Thankfully, I was only subjected to bits and pieces. I couldn’t hear much over the band, and his appalling mustache combined with a high ratio of bs to logic made lip reading difficult. The already tiresome conversation deteriorated rapidly. Our answer to the inevitable, “what do you do?,” prompted a tirade on educational in general that not only lacked logic, but trapped us within the world we had gone on vacation to escape: teaching.  My friends and I, he accused, were corrupters of minds. We were part of a global conspiracy to brainwash children, and destroy their ability to think and reason.  His voice resouding of disgust and condescension, he demanded we stop our criminal and unethical behavior. “I used to earn a dirty paycheck like you do,” he informed us. “But now, my life has changed, and I teach philosophy to hundreds of people.” Well, lucky them. I hope the hundreds aren’t paying for it, and if they are, I hope it’s at least during the school term.

Mr. Quixote’s disdain for our profession, personal space, and attempts to converse with our original companions drained the remaining enthusiasm and joy from our evening with the power of a Dyson vacuum. The previously pleasant and upbeat bar suddenly felt irksome, and the covers the band played seemed cliché rather than charming. Perhaps the final straw was when he chastised my friend, who was being the most polite to him, for using her “small mind.” How had our relaxed evening spiraled into a night of annoyance and frustration? Who was this creep, and what right did he have to force his views on us? Even more importantly, why, oh why were we dealing with this on our vacation? Finally, after enduring several minutes of awkward silence while we avoided further responses to his monologue, he left, but it was too late to rescesitate what was left of our evening.
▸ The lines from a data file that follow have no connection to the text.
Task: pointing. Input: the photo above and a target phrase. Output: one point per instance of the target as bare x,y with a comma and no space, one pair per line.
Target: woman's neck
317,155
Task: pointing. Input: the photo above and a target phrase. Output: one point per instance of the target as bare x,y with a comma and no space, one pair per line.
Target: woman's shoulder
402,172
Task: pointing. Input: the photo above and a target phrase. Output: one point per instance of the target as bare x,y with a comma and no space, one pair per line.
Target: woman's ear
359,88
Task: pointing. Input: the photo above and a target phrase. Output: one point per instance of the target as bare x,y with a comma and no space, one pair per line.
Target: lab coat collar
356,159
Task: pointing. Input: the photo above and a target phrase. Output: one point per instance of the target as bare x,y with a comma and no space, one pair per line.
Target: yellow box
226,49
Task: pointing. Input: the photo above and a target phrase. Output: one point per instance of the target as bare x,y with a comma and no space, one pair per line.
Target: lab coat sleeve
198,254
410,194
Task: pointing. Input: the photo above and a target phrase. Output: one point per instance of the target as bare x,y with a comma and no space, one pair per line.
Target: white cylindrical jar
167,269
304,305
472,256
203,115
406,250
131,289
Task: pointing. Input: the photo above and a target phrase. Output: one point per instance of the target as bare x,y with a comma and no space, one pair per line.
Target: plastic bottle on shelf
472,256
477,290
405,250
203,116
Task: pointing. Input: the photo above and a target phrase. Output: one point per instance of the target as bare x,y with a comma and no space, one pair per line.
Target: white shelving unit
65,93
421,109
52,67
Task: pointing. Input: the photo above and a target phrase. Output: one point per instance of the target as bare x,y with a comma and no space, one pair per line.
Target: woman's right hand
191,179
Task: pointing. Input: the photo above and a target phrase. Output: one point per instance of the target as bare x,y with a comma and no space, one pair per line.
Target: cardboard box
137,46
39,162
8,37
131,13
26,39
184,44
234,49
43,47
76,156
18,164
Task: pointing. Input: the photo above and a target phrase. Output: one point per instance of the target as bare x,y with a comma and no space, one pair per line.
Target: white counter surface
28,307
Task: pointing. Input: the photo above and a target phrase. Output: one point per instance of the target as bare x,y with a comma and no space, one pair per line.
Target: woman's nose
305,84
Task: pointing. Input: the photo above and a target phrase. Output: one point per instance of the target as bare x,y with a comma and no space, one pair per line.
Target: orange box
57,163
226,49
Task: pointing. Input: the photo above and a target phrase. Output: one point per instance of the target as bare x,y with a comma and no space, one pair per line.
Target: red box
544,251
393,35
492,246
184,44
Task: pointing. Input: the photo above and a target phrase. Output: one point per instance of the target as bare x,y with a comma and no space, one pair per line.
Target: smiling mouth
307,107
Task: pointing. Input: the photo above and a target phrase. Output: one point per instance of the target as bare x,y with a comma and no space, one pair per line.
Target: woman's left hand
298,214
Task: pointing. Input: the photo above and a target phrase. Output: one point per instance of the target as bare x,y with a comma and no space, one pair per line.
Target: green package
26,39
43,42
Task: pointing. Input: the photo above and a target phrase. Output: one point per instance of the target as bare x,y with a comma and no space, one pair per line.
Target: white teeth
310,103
I chose not to share with Mr. Quixote that I, myself am a disenchanted teacher, and like many, I fight daily frustration with local and global trends in education. I too worry about the impact mainstream educational practices have on students, but I certainly don’t view myself as a corrupter or a brainwasher. Part of the art of teaching is stimulating the interests my students already have. If I can inspire a love of learning, the rest will happen naturally.  I have to hope that seeds will be planted rather than destroyed. 

Do I want to teach forever in a world where exams are often the ultimate tool to judge knowledge? Hell, no! However, I have to earn a living.  I don’t want to be a complete sell-out, but really Mr. Quixote, we can’t all run away to Nepal, invest in a hemp wardrobe, and spend months cultivating mustaches large enough to house the small children we used to teach.  Sometimes, we have to do the best we can, and that means seeking our own answers rather than imposing them on others, especially during their vacations.

Question: How do you get rid of uninvited guests in these kinds of situations?